All that glitters / What are the chances of drilling for money?
By Eytan AvrielOil and gas exploration industry securities have without a doubt been the big story on the Israeli stock exchange over the past two years. The share price of the king of Israeli oil exploration, Isramco, has risen almost 1,900% since the beginning of 2009, thanks to the major gas find at the Tamar drilling site.
Other oil and gas industry players joined the festivities, including those that haven't found a thing: Ratio Oil and Modiin Energy, which haven't started drilling, as well as Givot Olam and Zerach Oil Exploration, which completed drilling but have so far found only "signs of oil."
Investment in oil drilling is not a one-way street, however. Securities in the industry bounce up and down, and their declines are especially painful. On Sunday, for example, the share price of the Zerach partnership dropped 23% in one day, in reaction to the firm's disappointing results from production tests at the Tamrur 4 drilling site near the Dead Sea.
Investors in oil exploration securities aren't stupid or naive. They know well that they are investing in something risky and volatile, with a prospect of hitting jackpot as well as being bitterly disappointed. They make the investment with their eyes open.
Investors' awareness and responsibility for their actions are not enough, however. It turns out that people who invest in this type of stock or security are the same people who "invest" substantial sums in lottery tickets and casinos abroad. It also turns out that such folk tend to lose much more on the stock market than members of the public who choose more "boring" securities that go up just a few percent every year.
An American study on the topic, based on data supplied by investment firms, shows investors who choose to put their money in stocks that are like lottery tickets come from a particular socioeconomic background.
They are poorer, less educated, male rather than female, black rather than white, more religious, and Catholic. In addition, their investments underperform compared to the investments of the population as a whole.
The bottom line: It's actually investors with limited means, who cannot afford to lose money in the market, who buy riskier shares like oil stocks.
No similar studies have been carried out in Israel, but the crowd that shows up at the shareholder meetings of oil exploration companies is a lot more colorful than the buttoned-down investment firm managers from Tel Aviv's financial district.
So the interesting question really is, what are the real chances of making a killing on oil stocks?

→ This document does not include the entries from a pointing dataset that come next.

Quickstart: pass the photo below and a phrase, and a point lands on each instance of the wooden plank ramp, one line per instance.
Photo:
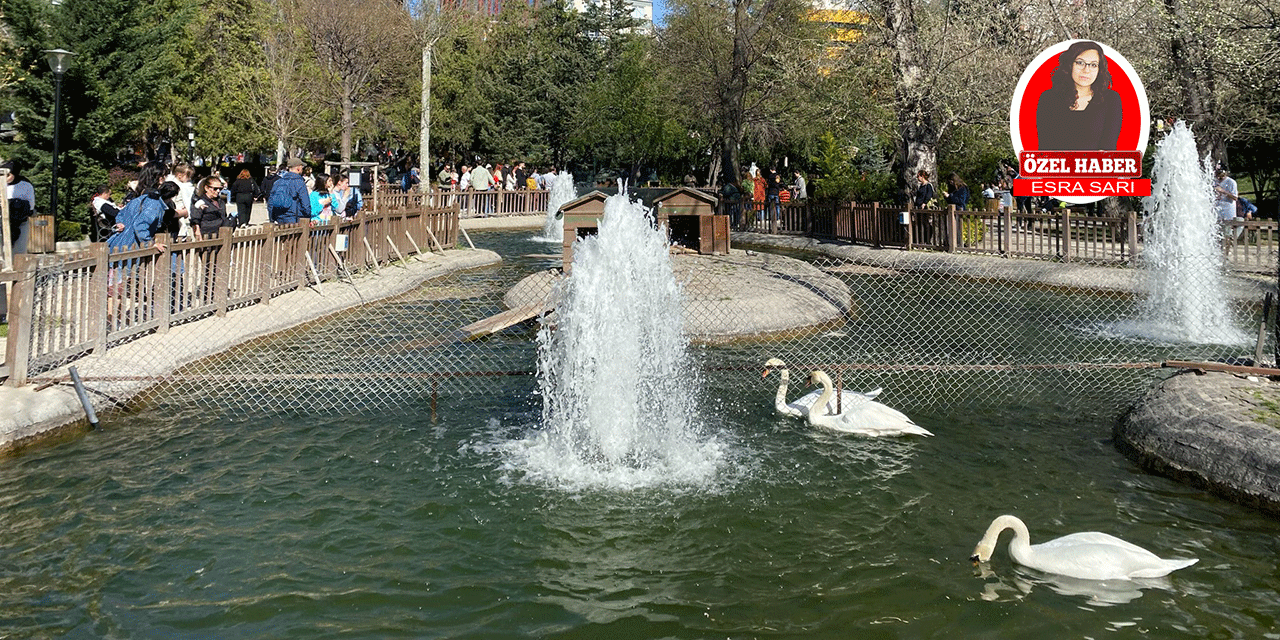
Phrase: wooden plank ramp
(499, 321)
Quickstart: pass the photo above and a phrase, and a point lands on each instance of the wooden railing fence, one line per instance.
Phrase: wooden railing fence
(471, 204)
(1064, 234)
(69, 305)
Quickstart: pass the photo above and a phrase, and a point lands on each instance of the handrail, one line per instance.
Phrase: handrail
(69, 305)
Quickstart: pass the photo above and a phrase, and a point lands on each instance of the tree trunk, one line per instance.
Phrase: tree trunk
(917, 129)
(735, 91)
(1193, 71)
(424, 141)
(347, 124)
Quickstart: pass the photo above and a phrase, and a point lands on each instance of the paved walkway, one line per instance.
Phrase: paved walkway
(28, 414)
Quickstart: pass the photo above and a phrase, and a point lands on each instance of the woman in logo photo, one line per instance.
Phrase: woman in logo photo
(1079, 110)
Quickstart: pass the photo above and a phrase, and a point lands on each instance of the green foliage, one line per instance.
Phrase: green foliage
(69, 231)
(835, 178)
(972, 231)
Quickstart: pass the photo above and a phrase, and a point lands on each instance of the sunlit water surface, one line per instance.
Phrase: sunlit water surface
(182, 521)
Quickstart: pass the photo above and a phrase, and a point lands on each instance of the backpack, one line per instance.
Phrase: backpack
(279, 199)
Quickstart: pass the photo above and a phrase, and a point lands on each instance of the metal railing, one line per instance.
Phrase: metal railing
(1064, 234)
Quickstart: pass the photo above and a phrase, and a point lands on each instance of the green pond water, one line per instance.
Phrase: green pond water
(197, 517)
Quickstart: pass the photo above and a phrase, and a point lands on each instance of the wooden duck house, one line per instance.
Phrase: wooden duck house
(581, 219)
(691, 220)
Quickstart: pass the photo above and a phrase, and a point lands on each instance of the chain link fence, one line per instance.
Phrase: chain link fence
(935, 330)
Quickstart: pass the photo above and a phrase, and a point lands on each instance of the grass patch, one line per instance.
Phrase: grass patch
(1267, 411)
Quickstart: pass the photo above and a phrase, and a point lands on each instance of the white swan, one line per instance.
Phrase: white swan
(864, 417)
(1088, 554)
(800, 406)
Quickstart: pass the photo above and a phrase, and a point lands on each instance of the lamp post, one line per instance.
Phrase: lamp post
(191, 138)
(59, 60)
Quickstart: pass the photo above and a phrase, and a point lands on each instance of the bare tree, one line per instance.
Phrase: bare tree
(731, 62)
(355, 44)
(429, 24)
(277, 92)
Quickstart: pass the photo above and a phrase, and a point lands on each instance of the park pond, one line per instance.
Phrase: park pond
(213, 515)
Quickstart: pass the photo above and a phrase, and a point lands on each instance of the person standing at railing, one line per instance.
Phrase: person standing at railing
(22, 206)
(758, 193)
(1225, 196)
(208, 213)
(321, 202)
(444, 179)
(800, 187)
(346, 201)
(731, 197)
(959, 193)
(243, 193)
(289, 200)
(772, 188)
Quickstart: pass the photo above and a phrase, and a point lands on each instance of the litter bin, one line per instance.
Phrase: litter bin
(42, 238)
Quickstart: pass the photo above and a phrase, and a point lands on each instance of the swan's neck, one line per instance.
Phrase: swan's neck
(781, 400)
(827, 392)
(1020, 547)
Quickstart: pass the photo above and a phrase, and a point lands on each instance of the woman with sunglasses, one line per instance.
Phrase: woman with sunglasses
(208, 214)
(1079, 110)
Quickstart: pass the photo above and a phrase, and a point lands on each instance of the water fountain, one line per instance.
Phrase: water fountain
(562, 191)
(1183, 250)
(617, 384)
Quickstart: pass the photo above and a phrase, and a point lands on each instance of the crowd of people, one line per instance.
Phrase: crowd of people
(760, 193)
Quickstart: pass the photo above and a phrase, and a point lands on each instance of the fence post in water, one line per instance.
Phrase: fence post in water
(21, 318)
(83, 397)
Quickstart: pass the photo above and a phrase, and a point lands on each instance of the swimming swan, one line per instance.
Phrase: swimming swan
(800, 406)
(865, 417)
(1088, 554)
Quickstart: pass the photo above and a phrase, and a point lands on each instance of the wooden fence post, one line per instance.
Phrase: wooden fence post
(21, 318)
(163, 268)
(1066, 234)
(1006, 232)
(1133, 237)
(952, 227)
(223, 270)
(99, 307)
(269, 246)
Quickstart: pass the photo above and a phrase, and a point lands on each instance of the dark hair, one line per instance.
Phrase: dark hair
(167, 190)
(150, 177)
(1063, 88)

There is no definitive answer, of course, but a rough assessment is possible. As a practical matter, there are three separate playing fields in Israel in the oil and gas exploration industry: exploration in the Mediterranean; exploration on land in general; and exploration in the Jordan Valley-Dead Sea region. The probability of economically viable finds in the Mediterranean is high. Experts peg the chances there at 1 in 3 based on advanced exploration techniques and the reserves discovered. The problem is a lot of gas has already been found and the price of drilling licenses already reflects that prospect. Investing in such drilling operations is not like buying a lottery ticket. It's a real investment.
On land, the picture is different. Up to this point, no less than 400 drilling operations have been undertaken in Israel if you add up exploration in every region of the country, at every depth and using every method, and in each case, they came up dry, except one. The Heletz field has produced 20 million barrels of oil, which is nice, but still not Saudi Arabia. Current drilling on land at Tamrur and Givot Olam is based on the same research and the same ideas. The bottom line is the chances of finding something substantial on land in Israel have dropped to a fraction of a percent, and maybe even that is optimistic.
A lottery ticket remains a lottery ticket, and when it comes to oil drilling, there is no sure thing. Some day, maybe someone will make a major commercial find on land in Israel, but chances are small and investors in drilling have to know that they are in casino territory, with slimmer chances than in many card games. Someone who buys oil exploration stocks is buying an investment, but he is knowingly also buying something else: a dream, excitement and the adrenaline that comes with the rumors and the announcements of signs of oil, drilling, licenses and test production.
In the United States they say it's best to get rich, but the next best thing is the chance of getting rich. The investor in oil exploration shares has to remember that this added value is costing him a lot of money, and in many cases, he can't really afford the pleasure.